Making homemade yogurt is surprisingly simple, inexpensive, and healthy. Yogurt is great to eat plain, with honey, with your favorite fruit, granola, or other toppings or even for making sauces and dips. We are almost never without yogurt at home and once you can make it yourself, it is that much easier to stay stocked.

As everyone's level of lactose intolerance is different sometimes you don't know whether you can eat something that has dairy until you've tried it. One reason why I like making my own yogurt at home, aside from the fact that it's much cheaper, is because some store bought yogurts upset my stomach. It's interesting to see what different people who are lactose intolerant can eat. Most people I know who have lactose intolerance do eat yogurt. Some studies have shown that the probiotics in yogurt help with lactose digestion.

Although you can get very scientific about the whole process, I have found yogurt culture to be fairly forgiving and to grow quite well without too much of a fuss. While a thermometer and yogurt maker are both helpful, you can also pretty easily make yogurt without either. This recipe is designed to demystify yogurt making and I try to give several variations to suit the tools and ingredients you have at home. The basic process is to add yogurt to milk and let it sit in warm place for 8-12 hours.

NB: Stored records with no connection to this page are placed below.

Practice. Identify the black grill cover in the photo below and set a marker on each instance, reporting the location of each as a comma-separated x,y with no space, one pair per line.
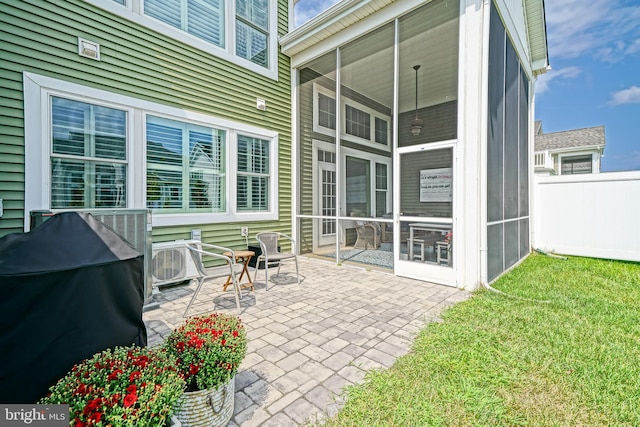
70,288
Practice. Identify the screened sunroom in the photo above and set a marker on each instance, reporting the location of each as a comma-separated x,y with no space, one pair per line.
394,121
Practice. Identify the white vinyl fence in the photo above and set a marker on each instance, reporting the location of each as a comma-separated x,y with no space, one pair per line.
594,215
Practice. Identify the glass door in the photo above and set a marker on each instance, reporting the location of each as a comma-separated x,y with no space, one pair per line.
424,226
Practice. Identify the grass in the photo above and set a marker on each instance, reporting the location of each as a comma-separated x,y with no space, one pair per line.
495,360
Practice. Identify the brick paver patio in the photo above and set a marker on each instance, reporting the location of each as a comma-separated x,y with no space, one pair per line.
307,342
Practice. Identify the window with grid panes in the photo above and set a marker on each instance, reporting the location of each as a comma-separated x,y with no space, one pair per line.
252,193
326,111
357,122
88,155
201,18
185,167
381,131
252,31
382,189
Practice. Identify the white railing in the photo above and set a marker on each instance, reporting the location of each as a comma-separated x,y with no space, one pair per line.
593,215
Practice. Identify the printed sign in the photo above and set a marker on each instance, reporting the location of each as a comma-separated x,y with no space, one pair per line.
436,185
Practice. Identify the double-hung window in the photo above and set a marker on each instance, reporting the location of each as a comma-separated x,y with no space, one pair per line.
362,124
241,31
185,167
201,18
87,148
253,174
252,31
88,162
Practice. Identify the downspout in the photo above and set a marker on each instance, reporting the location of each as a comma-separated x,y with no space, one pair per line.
482,182
295,146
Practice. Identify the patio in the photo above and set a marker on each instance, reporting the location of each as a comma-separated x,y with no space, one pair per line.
307,342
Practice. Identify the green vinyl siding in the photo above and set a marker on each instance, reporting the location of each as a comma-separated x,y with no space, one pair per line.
41,37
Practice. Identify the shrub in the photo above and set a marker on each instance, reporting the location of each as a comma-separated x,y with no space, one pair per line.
208,349
129,386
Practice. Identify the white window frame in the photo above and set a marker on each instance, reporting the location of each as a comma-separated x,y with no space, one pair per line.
373,114
133,11
37,92
564,156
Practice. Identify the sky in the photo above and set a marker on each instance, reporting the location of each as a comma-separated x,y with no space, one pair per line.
594,52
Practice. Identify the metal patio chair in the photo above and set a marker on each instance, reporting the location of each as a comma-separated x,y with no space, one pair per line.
199,251
271,253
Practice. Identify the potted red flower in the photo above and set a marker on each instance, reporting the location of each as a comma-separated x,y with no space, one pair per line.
127,386
208,350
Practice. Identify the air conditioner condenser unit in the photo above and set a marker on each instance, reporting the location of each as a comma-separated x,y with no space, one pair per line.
171,262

4 Cups Milk (Whole, Low-fat or Fat-free)
Plain unflavored yogurt

  1. Bring the milk to a near boil. If you have a thermometer, heat the milk until 180 degrees. If you don't have a thermometer, bring the milk until it starts to foam and form a skin on the top but is not boiling. (The purpose of this is to kill the organisms that you don't want to grow as you incubate it. It you use boxed milk that has been Ultra High Temperature Pasteurized you can even skip these first two steps).
  2. Bring the milk temperature down to between 90 and 120 degrees. You can do this in a cold water bath or by leaving it on the counter for 10 minutes. If you don't have a thermometer then simply wait until the milk is warm to the touch.
  3. Pour the milk into glass jars, large cups or even old yogurt containers.
  4. Add 1/4 cup of yogurt to the warm milk and blend it up. Then divide the warm milk and yogurt mixture into separate containers.
  5. Incubate the yogurt for 8-12 hours between 80 to 100 degrees. There are several ways to do this. You can place the containers in a cooler with very hot water and leave it undisturbed overnight.If you are using a tightly sealed container, like a glass mason jar, you can with hot water all the way to the top. If you are using a plastic yogurt container, or a container that does not have a tight sealed lid, then add hot water until it's halfway up to the top of the container. You don't want the water to leak into your yogurt containers. You can also get a yogurt maker which will maintain it at roughly the correct temperature for the required time.
  6. After the yogurt has settled (8-12 hours) take the yogurt out of the cooler or yogurt maker and place it in the fridge until you are ready to eat it.
  7. There will be a clear liquid whey that separates out from the yogurt which is normal.  If you want to make an even thicker yogurt, you can hang it in a cheese cloth in the fridge for a couple hours (place a bowl under it to catch the whey) and let the whey drip out, creating something between a greek yogurt and a very soft cheese texture.
Have you ever made yogurt before, if so how do you usually make it?